Ülkemizde yaşanan ve giderek artan iş kazaları, iş cinayetleri ne yazık ki bu konudaki ilgisizliği, insana verilen önemin yok denilecek kadar az; çağdaş çalışma ve yaşam koşullarına ulaşmak için daha çok uzun yıllara ihtiyacımızın olduğunu aşağıdaki analizleri incelediğimizde ortaya koyduğu aşikardır.
Bir güvenlik açığının ölçülebilen en büyük maliyeti, sadece çalışan olmaz. Kaybedilmiş bir beden veya zihinsel rehabilitasyon yılları, çalışanı tamamen yeni bir yaşam tarzına zorlayabilir. Bu tür olaylara nasıl fiyat koyacağımızı tanımlamak gerçekten zor olsa gerek. Görevlerini yerine getirirken yaşamını yitiren ya da uzun soluklu yaralanmalar da kuşkusuz ekonomik olarak ölçülebildiğimizin ötesindedir. Yaşamını yitiren kişinin yanı sıra aile ve iş arkadaşları da diğer paydaşlardır.
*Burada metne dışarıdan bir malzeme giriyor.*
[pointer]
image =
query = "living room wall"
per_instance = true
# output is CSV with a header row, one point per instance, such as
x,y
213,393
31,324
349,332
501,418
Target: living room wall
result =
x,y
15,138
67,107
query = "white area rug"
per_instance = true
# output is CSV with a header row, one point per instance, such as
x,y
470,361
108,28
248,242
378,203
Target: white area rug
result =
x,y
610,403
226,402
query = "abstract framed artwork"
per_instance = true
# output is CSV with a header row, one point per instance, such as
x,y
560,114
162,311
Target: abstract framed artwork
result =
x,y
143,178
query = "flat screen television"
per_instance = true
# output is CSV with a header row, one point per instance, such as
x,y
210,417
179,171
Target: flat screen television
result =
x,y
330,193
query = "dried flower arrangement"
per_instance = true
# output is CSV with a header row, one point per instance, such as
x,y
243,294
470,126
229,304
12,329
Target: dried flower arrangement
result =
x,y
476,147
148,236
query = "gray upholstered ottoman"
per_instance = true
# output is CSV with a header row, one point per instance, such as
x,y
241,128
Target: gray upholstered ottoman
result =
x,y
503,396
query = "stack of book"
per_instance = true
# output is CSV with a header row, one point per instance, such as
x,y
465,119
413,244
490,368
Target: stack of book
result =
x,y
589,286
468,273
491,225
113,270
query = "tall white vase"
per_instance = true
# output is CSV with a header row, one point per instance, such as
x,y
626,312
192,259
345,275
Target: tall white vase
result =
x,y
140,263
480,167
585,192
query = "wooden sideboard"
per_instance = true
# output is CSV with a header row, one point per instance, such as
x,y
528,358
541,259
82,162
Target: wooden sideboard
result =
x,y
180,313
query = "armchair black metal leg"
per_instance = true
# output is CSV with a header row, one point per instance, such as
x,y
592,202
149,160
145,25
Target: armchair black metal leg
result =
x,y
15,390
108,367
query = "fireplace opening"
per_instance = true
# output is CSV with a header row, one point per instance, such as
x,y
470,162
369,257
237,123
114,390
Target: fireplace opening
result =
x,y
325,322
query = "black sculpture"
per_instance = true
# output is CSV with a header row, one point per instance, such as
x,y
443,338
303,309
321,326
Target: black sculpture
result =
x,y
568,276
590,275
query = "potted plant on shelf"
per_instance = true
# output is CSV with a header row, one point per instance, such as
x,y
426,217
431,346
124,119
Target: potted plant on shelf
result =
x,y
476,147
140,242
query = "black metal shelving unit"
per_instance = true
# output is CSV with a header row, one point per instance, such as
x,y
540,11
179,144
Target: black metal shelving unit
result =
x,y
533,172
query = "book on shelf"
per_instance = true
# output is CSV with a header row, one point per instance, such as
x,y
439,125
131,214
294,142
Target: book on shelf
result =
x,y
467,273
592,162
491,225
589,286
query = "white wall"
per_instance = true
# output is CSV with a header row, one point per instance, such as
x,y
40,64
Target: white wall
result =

Bu kazalar aynı zamanda şirketleri de etkilemektedir. İş kazası geçiren bir çalışan kayıp adam/saat anlamına gelmektedir. O nedenle bir şirket için bakıldığında giderler yalnızca verimlilik kaybı olarak ölçülmez, aynı zamanda kayıp iş gücü ve artan sigorta maliyetleri de etkilidir.
Şirketler için bir diğer önemli kayıp ise, iş kazalarının çokluğu nedeniyle oluşacak olan motivasyon bozukluğudur. Çalışanlar kendilerini güvende hissetmezlerse iş moralleri azalır ve çalışma istekleri düşecektir. Bu da işveren için olumsuz sonuçların doğmasına sebep olacaktır.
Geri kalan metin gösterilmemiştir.